Edit: What about the randomization?

I have not discussed the randomization part. The randomization of 10% of trials forces the algorithm to explore the options. It is a trade-off between trying new things in hopes of something better, and sticking with what it knows will work. There are several variations of the epsilon-greedy strategy. In the epsilon-first strategy, you can explore 100% of the time in the beginning and once you have a good sample, switch to pure-greedy. Alternatively, you can have it decrease the amount of exploration as time passes. The epsilon-greedy strategy that I have described is a good balance between simplicity and performance. Learning about the other algorithms, such as UCB, Boltzmann Exploration, and methods that take context into account, is fascinating, but optional if you just want something that works.

Wait a minute, why isn't everybody doing this?
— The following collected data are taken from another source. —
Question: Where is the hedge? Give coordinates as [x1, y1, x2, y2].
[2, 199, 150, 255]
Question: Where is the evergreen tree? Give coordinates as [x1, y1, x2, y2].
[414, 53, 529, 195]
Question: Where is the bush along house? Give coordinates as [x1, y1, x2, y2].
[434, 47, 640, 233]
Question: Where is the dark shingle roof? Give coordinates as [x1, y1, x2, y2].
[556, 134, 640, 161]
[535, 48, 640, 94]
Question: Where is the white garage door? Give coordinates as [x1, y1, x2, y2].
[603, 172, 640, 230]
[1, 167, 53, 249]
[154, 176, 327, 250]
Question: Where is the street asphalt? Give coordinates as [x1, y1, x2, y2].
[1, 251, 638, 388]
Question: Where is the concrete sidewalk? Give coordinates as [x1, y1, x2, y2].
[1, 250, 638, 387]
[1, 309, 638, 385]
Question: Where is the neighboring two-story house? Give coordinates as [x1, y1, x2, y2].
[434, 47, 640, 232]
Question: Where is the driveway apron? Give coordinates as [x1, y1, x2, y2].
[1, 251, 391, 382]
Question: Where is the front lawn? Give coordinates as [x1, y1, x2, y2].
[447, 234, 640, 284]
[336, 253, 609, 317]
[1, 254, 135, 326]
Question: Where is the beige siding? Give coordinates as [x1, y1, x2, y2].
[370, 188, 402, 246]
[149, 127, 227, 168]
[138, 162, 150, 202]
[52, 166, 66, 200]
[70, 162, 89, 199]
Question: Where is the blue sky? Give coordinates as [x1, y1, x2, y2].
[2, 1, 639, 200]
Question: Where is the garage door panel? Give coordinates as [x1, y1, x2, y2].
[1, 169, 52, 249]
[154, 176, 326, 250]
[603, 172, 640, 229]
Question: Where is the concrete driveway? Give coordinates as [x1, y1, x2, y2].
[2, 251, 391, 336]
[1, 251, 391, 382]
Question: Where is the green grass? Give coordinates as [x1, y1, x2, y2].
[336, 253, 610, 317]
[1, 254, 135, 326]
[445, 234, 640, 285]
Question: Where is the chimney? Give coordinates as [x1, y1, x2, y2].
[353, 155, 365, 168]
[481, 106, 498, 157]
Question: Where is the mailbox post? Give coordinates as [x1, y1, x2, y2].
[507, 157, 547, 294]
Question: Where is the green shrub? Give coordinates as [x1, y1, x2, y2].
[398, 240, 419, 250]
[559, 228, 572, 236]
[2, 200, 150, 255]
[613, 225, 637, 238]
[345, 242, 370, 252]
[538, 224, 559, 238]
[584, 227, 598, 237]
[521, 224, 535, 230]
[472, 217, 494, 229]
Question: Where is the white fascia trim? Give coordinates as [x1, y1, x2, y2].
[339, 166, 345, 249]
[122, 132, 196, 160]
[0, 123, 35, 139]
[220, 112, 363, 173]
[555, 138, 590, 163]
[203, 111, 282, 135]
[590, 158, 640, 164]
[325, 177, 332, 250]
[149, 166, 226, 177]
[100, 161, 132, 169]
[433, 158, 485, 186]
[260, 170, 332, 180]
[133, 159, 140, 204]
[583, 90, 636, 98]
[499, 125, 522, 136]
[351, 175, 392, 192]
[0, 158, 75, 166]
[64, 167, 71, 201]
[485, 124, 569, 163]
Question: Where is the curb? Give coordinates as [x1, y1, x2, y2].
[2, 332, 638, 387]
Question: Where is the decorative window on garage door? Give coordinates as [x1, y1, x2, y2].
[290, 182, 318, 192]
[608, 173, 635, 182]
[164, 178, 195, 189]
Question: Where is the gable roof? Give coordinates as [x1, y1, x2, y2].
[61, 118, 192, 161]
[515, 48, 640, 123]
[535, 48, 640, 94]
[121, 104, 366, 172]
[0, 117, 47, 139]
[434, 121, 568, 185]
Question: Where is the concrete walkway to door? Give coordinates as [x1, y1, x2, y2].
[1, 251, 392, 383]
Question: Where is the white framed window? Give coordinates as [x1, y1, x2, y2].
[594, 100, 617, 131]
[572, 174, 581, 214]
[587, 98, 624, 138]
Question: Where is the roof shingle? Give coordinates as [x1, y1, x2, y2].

Statistics are hard for most people to understand. People distrust things that they do not understand, and they especially distrust machine learning algorithms, even if they are simple. Mainstream tools don't support this, because then you'd have to educate people about it, and about statistics, and that is hard. Some common objections might be:
  • Showing the different options at different rates will skew the results. (No it won't. You always have an estimate of the click through rate for each choice)
  • This won't adapt to change. (Your visitors probably don't change. But if you really want to, in the reward function, multiply the old reward value by a forgetting factor)
  • This won't handle changing several things at once that depend on each-other. (Agreed. Neither will A/B testing.)
  • I won't know what the click is worth for 30 days so how can I reward it?